Believing they captured a fresh angle in Angel of Ahlem, Roberts and his teammates plan their first theatrical release. To do so, they must convert their widescreen digital format to 35mm film, an expensive proposition that pushes the estimated budget as high as $300,000, excluding salaries.
“We want to show it in major cities that have large Jewish populations, like New York, Los Angeles and Chicago,” Roberts said. “It has international potential, as well. We want to put subtitles in German and Polish and also Hebrew, so we can show it in Israel.”
To achieve this, the team has had to invest more time and effort in fundraising than usual.
“If you can’t raise money for this project,” Roberts said, “you can’t raise money.”
In November, they flew to New York with the College’s Dean Terry Hynes and Director of Development Rebecca Hoover to hold a fundraising reception for more than 60 people, including Tott, Ahlem survivors, and alumni. Publishing consultant Amy Goldberger, TEL 1969, hosted the event, which netted about $20,000, in her Manhattan penthouse.

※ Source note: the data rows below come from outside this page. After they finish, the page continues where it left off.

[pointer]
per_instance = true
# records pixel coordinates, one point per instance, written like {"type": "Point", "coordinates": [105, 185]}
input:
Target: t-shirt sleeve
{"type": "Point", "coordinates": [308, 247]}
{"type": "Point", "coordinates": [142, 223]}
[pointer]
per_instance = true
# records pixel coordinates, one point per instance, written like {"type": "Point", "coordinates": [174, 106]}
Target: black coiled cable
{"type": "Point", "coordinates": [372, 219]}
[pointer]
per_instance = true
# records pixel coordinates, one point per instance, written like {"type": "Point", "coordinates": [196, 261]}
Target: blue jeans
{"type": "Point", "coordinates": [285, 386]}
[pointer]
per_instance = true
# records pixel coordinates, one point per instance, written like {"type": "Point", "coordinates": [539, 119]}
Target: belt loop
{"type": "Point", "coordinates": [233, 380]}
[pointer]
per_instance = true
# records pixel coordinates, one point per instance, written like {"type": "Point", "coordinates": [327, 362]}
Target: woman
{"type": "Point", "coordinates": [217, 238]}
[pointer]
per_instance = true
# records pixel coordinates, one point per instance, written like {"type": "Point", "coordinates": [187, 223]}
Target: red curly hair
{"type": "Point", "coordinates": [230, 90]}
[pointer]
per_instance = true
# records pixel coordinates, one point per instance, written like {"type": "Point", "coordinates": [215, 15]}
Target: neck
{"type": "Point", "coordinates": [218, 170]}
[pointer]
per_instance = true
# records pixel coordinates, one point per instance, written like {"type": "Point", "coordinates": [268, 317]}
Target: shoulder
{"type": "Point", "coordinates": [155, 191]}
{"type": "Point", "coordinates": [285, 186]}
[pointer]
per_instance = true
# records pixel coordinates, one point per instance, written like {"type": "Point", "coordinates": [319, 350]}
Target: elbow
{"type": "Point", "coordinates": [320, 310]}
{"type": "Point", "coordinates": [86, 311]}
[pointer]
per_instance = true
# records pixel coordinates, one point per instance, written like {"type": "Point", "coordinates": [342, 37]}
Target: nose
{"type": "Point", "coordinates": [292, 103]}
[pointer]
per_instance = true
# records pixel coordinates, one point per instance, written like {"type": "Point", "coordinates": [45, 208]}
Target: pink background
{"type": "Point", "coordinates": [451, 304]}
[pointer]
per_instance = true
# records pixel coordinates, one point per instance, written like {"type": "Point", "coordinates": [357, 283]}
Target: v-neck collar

“It’s such a different kind of story,” Goldberger said, “than what I’m usually familiar with.”
DOING THEIR HOMEWORK : Cara Pilson conducts research for the Documentary Institute.
‘His face, I remember’
The documentary makers grew close to their subject, who saw them as far more than objective observers. For instance, when a newspaper reporter would request an interview, Tott would consult with Roberts or Dickson before giving an answer. Even the NYT set up its interview with their help.
“[The Totts] did so much for us, we felt we had to thank them,” Roberts said. “So we did as much as we could for the family.”
They located survivors, conducted research, organized the material, and paid some expenses, such as flying in Barr, his wife Ruth, and Shery. In fall 2004, they prepared to take Tott to Israel. Liebowitz put together English, Hebrew and Yiddish ads seeking leads for former Ahlem prisoners. The team geared up for a hectic trip – Barr alone indicated he could put them in touch with five survivors in the Tel Aviv area. But by January, Tott’s failing health nixed the plan.
“I wish I could go to Israel,” Tott said. “I would be on top of the world if I could go there.”
Instead, Barr and Shery came to see him. When they took their seats at the dining table alongside Tott to examine his photos, everyone else hung back, silently watching with anticipation.
“His face, I remember,” Barr said, holding up one of the photos and pointing at one of the two men pictured. “I don’t remember to whom it belongs, but his face I remember. Almost could be me.”
“To me, that’s you there,” Tott said. “I can see by the way your ear is shaped.”
“Maybe,” Barr said, “maybe.”
Barr pulled out two passport photos taken after the war. Tott held them up to the picture he took and carefully compared the ears. “Could be you,” he said.
Unconvinced, Barr shifted his attention to another picture. By the time they finished going through the photos, however, Barr changed his mind, saying he felt unsure about finding himself in any of them. Shery also came up with no match.
“It’s hard to recognize yourself,” Shery said.
As Tott voiced disappointment, Shery put it in perspective.
“Without pictures, do you think people would believe this happened?” he said. “I myself sometimes can’t believe it.”
Friday, Feb. 18
Despite moving into a hospice bed set up in his living room, “Vernon continued his search to the end,” Roberts said.
Before he died 10 days later, Tott added three more names to his list of Ahlem survivors who identified themselves in his photos.